Differences Between Diastolic & Systolic Pressure
- Blood pressure (BP) refers to the amount of sustained pressure created by the blood being pumped by the heart. A healthy BP is a vital sign of life. Systolic and diastolic BP are the names given to differentiate the types of pressure and their corresponding roles: systolic refers to the force of oxygenated ("fresh") blood being pumped by the heart to the rest of the body. Diastolic is the force being returned to the heart to get oxygenated by the lungs before being shipped out again as fresh blood.
What It Does
- Systolic is a high pressure system that uses arteries and capillaries to push the blood out to the tissues and organs. Diastolic is much lower in pressure, as the veins carry the de-oxygenated blood back to the heart. Veins are also segmented, which ensures that the blood takes a leisurely pace back to the heart while arteries (and arterioles) are internally smooth, allowing for faster and unimpeded travel.
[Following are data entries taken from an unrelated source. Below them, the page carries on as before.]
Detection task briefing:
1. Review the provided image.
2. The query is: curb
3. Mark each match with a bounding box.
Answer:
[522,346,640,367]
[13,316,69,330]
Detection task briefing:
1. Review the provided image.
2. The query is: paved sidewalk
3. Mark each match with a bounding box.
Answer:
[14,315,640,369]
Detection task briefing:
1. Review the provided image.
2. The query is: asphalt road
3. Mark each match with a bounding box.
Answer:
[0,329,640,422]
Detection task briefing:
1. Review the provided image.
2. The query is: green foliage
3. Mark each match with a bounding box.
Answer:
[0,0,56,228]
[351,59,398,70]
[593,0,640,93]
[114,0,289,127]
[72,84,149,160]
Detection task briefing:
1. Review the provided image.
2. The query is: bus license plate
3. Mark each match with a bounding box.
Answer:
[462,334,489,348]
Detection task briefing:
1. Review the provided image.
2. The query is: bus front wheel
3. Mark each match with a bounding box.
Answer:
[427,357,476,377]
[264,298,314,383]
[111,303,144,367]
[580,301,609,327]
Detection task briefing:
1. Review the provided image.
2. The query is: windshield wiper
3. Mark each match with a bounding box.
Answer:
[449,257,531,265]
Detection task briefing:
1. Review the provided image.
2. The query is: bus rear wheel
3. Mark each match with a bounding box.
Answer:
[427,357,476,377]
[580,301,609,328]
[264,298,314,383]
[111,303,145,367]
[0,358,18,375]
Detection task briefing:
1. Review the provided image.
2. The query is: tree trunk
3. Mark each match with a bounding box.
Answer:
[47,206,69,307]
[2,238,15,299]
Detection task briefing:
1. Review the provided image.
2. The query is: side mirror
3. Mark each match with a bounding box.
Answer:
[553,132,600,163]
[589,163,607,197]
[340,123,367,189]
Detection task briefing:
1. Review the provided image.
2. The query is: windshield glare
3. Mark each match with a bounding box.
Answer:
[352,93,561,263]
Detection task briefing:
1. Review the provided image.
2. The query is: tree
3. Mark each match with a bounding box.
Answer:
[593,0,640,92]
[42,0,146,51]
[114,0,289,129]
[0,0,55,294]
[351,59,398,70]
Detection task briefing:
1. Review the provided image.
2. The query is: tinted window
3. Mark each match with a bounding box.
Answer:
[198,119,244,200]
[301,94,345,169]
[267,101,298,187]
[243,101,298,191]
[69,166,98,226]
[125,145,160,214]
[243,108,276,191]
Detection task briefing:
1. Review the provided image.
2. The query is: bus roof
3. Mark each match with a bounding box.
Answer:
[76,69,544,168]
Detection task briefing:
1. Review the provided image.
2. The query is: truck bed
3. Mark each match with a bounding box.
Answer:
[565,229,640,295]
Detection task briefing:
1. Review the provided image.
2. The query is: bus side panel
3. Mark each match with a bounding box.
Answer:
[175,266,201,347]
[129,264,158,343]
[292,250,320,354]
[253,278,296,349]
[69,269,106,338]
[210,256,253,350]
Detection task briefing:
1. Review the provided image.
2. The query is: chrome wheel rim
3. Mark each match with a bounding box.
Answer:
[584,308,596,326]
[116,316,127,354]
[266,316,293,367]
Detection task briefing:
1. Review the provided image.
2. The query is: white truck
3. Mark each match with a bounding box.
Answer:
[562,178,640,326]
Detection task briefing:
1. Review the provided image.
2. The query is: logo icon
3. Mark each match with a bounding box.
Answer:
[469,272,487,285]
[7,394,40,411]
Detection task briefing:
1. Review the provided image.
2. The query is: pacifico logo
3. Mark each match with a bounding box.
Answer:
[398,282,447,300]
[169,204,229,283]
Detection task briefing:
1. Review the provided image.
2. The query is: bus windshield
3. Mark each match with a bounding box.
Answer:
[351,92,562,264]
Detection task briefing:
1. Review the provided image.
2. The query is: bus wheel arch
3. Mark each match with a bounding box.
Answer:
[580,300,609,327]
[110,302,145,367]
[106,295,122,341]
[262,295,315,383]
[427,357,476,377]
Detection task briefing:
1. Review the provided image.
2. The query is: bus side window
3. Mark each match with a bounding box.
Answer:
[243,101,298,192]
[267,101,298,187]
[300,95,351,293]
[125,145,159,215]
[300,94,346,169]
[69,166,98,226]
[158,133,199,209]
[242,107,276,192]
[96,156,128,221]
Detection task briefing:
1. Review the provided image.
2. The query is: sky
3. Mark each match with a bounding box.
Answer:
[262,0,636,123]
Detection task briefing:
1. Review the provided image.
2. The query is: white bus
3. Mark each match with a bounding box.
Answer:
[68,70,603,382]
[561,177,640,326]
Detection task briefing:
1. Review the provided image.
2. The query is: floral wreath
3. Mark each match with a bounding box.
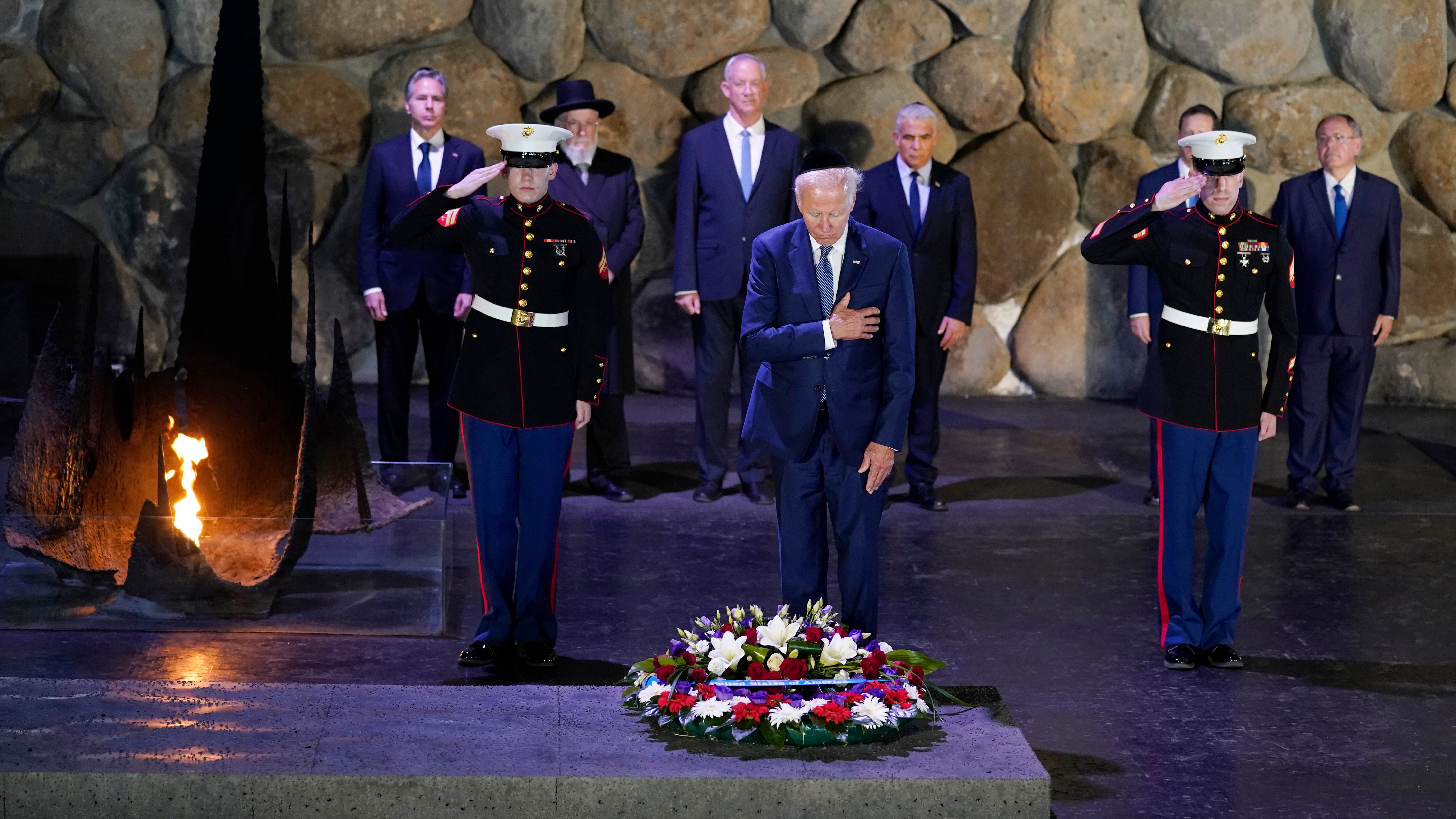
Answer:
[622,600,968,749]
- The sphygmomanometer--medical long hand for the blood pressure cuff--is the most common method, measuring both systolic and diastolic BP via the cuff, which squeezes and slowly releases the arm until the dial can register the BP number. By restricting blood flow, the cuff picks up the systolic at its peak pressure moment; slowing letting the flow continue reads the diastolic, the moment right before a blood pump when the ventricles are filling with blood.
- To understand BP anomalies, doctors refer to BP numbers set against standardized norms according to age group (as BP usually increases slightly with age). The average systolic range for adults runs between 90 to 119, whereas the diastolic falls in the 60 to 79 range. Hypotension, or low blood pressure, is suspected when systolic falls lower than 90 and diastolic reads less than 60. Hypertension, or high blood pressure, is divided into three separate distinctions. Pre-hypertensive (conditions that suggest the development of hypertension) is diagnosed when BP reads 120 to 139 systole and 80 to 89 diastole. Actual hypertension, a serious condition, lies above these numbers.
- Stage 1 hypertension occurs when systolic reads 140 to 159 and diastole measures 90 to 99. Any numbers greater than those are considered Stage 2 hypertensive, which obviously indicates a worsening condition. For hypertension, the increase and prolonged pressure can, and usually does, damage arterial walls, which result in growths that inhibit blood flow. These growths (atheromas) weaken the heart and make the patient highly susceptible to myocardial infarction, or heart attack. Stage 2 simply means this condition is acute and the patient is in dire need of medical attention. Hypotension is the opposite and isn't an overly serious condition, causing dizzy spells and, in some cases, fainting and shock.